Surveillance scandal rocks Greek politics like an earthquake

After resignation of spy chief and top prime minister's aide, opposition SYRIZA-PS accuses conservative government of being behind spyware use

Magda Panoutsopoulou   | 05.08.2022
Surveillance scandal rocks Greek politics like an earthquake

ATHENS

The surveillance scandal that led to the resignation of the head of Greece's National Intelligence Service as well as a top prime minister's aide, both reported Friday, has shaken the country's political scene. 

The resignations of intel chief Panagiotis Kontoleon and Prime Ministry Secretary General Grigoris Dimitriadis “constitute an admission of guilt by Mr. (Prime Minister Kyriakos) Mitsotakis over his own Watergate,” the main opposition party SYRIZA-PS said in a statement, referring to the iconic 1974 scandal that led US President Richard Nixon to step down.

“The Maximos regime (the prime ministry) was caught red-handed, and the head of the regime, Mr. Mitsotakis, apparently not only knew but is the orchestrator of the wiretapping,” the statement continued.

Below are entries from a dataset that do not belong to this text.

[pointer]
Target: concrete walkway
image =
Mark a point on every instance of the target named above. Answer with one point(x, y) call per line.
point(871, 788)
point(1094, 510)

Last week, Kontoleon told a parliamentary committee that his agency had been spying on journalist Thanasis Koukakis.

The committee's closed-door hearing came after Nikos Androulakis, leader of the socialist opposition PASOK party, complained to top prosecutors about an attempt to hack his cellphone with Israeli-made Predator tracking software.

“We assure Mr. Mitsotakis that nothing will be left in the dark,” the statement said.

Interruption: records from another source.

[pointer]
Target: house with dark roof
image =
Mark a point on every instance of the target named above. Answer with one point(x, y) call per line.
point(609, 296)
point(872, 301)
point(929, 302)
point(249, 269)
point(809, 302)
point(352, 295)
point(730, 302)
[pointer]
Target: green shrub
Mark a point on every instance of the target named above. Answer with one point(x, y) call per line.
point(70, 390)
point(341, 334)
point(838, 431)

“Everything will be investigated to the end, and (Mitsotakis) himself will answer for this unprecedented illegal and undemocratic post-junta deviation that he attempted in order to establish his regime," it added, referring to the Greek junta regime of 1967 to 1974.

The government should either proceed with immediate relevant prosecutions or resign, the left-wing Mera25 party said in a statement.

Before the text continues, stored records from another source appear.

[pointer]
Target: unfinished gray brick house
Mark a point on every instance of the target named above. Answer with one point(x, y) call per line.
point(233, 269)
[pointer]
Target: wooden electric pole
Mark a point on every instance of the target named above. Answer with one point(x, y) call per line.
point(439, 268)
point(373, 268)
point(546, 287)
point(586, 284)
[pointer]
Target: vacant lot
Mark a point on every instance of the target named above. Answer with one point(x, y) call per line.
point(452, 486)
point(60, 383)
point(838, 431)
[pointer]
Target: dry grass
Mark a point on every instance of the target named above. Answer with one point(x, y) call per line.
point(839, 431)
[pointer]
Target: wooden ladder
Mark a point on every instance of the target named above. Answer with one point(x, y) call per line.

“Who if not the government is behind the illegal spyware in Greece?” said Inside Story, a Greek independent investigative journalism website.

Sophie in ‘t Veld, a Dutch MEP, called the scandal “Watergate on steroids.”

“Remarkable development in Greece in connection with the Predator spyware scandal. Top aide (and nephew) of PM Mitsotakis resigned,” she said on Twitter.

Criticism came also from German-based NGO the European Centre for Press and Media Freedom, which accused the government of doing nothing to find out who is behind the use of the spyware.

“If we believe that the government has nothing to do with (the spyware), then it’s strange that the Greek authorities, for many months, have done nothing to find out who’s using this powerful malware,” the group said.